Hukum Jual Beli Online Berdasarkan Ajaran Islam

 ukmsaja Tahukah anda pa yang disebut dengan jual beli? Jual beli adalah tindakan menukar barang dengan barang yang bernilai dalam kondisi tertentu. Jual beli diperbolehkan dalam Islam karena tidak riba. Bagaimana hukum jual beli online dalam ajaran islam?


Hukum jual beli online adalah sah berdasarkan ajaran Islam, dengan kata lain diperbolehkan. Tak heran jika sering diperbincangkan, apalagi dengan perkembangan teknologi saat ini, salah satunya jual beli teknologi, dengan banyak kegiatannya melalui e-commerce.


Lihat juga : Tool manajemen mempertahankan langanan


Hukum akad jual beli melalui media online adalah sah, asalkan kedua belah pihak telah melihat barang yang akan diperjual belikan sebelum akad dan sesuai dengan rukun jual beli dalam Islam dan aturan jual beli.

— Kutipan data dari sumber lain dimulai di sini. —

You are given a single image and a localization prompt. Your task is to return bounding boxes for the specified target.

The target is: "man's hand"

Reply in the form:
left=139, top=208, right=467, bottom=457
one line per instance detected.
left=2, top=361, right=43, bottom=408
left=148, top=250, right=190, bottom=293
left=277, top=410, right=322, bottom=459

hukum jualan online dimata islam

Landasan jual beli hanyalah kemauan kedua belah pihak untuk melakukan kegiatan jual beli tersebut. Berdasarkan definisi ulama yang luas, ada empat rukun jual beli.


1. Ada akad


Jual beli online tidak dapat dilakukan secara sah kecuali ada akad antara penjual dan pembeli. Jika penjual adalah pemilik barang yang dipasok oleh penjual, maka pihak yang membutuhkan barang yang dipasok oleh penjual adalah pembeli. 


2. Ijab Qobul 


Sighat berarti persetujuan dan Kabul. Jual beli tidak dapat terjadi tanpa persetujuan dan penerimaan. Hukum jual beli online batal jika barang yang diperjualbelikan tidak diserahkan. 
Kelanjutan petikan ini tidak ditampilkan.